Мне понравился ее вопрос. Целый день мы проработали молча, и я боялся, что из–за шока она замкнулась и теперь сможет говорить только о выживании и ни о чем другом.
— В Мельбурне. Это в южной…
— Мы летали туда с родителями, когда мне было столько, сколько тебе, — она немного помолчала. — Красивый город, но мы там провели всего пару дней, в основном жили в Сиднее и ездили по бушу[1].
— А ты откуда?
— Я родилась в Техасе, в Амарилло. А когда училась в школе, мы переехали на западное побережье.
Рейчел рассказывала мне о своем детстве, отвечала на мои глупые вопросы про ковбоев и нефть, говорила о своей семье и о музыке. Мы оба скучали по дому и по многим другим вещам. Оказалось, что я люблю британских рокеров, а она слушает американский панк–рок. Мы оба немного учились играть на фортепьяно, пели под душем и искренне не понимали, почему в жизни не бывает супергероев.
— Помнишь Пипца?
— Ага. И где наши Убивашка с Папаней[2]? — «возмутилась» Рейчел, макая в суп печенье. — И вообще, где наши Ангелы–хранители[3]?
— Это те, которые дежурили раньше у станций подземки в красных беретах и куртках?
— Они и сейчас кое–где стоят, — сказала Рейчел и тут же поправилась: — Вернее, стояли. Меня интересует, где армия, где полиция, где власти?
И я снова принялся рассказывать, как прожил эти двенадцать дней. Наконец, поделился с Рейчел тем, что произошло сегодня утром, что видел людей в военной форме на грузовиках, передал разговор со Старки.

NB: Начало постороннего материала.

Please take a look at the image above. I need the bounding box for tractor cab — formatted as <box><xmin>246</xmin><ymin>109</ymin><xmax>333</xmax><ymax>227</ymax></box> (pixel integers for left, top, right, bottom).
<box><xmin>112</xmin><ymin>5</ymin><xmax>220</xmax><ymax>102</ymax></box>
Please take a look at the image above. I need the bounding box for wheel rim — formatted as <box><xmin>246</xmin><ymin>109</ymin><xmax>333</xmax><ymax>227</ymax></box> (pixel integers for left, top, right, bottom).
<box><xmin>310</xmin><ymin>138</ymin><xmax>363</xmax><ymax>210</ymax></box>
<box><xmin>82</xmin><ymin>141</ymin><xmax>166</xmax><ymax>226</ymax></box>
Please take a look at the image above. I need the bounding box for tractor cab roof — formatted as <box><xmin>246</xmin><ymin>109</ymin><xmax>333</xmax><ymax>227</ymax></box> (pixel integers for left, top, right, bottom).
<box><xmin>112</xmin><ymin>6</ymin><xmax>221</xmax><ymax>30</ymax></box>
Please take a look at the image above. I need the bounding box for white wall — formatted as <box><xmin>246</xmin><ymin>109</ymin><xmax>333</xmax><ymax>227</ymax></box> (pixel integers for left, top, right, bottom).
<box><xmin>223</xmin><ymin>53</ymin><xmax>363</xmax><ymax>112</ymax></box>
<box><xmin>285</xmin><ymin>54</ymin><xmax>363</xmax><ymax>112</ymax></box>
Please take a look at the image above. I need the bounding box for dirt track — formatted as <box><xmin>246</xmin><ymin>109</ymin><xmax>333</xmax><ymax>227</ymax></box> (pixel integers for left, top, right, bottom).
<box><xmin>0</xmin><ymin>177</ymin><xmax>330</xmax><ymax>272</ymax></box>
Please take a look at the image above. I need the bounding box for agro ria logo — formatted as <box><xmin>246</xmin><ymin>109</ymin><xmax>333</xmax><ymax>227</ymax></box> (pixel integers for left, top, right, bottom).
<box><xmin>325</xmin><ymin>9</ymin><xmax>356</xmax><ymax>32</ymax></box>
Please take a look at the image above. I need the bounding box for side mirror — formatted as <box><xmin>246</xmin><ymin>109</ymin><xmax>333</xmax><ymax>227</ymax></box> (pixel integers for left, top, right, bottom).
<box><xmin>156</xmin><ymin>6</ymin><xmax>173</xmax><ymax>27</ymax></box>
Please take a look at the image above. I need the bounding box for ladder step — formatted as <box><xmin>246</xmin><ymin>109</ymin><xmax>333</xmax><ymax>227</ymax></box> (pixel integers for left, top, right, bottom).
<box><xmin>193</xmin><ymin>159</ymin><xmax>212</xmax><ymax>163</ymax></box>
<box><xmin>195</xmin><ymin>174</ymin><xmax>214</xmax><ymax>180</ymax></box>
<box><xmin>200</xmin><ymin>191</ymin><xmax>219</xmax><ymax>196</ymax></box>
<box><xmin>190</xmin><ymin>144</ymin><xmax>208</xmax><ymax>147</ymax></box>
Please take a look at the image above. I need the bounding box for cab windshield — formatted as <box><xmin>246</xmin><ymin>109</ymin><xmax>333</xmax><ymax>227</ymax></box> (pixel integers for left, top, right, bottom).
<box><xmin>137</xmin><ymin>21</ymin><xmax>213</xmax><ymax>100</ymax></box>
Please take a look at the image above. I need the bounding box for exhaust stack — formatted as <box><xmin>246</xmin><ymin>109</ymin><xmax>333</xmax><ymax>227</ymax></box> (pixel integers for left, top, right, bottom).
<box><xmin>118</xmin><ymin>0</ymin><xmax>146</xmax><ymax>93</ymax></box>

— А ты спросил у него, куда они идут, эти солдаты?
— Он бы не сказал. Только… они были не совсем солдаты.
— Как это?
— Думаю, они действовали против приказа, вне закона. Просто объединились с определенной целью. Они уже не молодые, возраста моего отца. А еще, — вспомнил я, — в одном грузовике был большой зеленый ящик, размером с хороший холодильник, с какой–то непонятной аббревиатурой, я расшифровал только конец — «армия США».
— Ну да, тогда блокпосты выглядят вполне логично. Может, эти люди — первая разведывательная группа, отряд опережения, а за ними придет настоящая помощь, спасатели… Я думаю, как–то так.
— Может и так, только знаешь, что странно: Старки, с которым я разговаривал, сказал, что им удалось обойти блокпосты и так попасть в город.
— Обойти?
— Именно. Я еще тогда подумал: значит, предполагается, что их здесь быть не должно.
— А они не объяснили тебе, что случилось?
Я отрицательно покачал головой.
— Я пересказал все почти слово в слово.
Мне стало легче после разговора с Рейчел, показалось даже, что она понимает некоторые вещи лучше, чем я.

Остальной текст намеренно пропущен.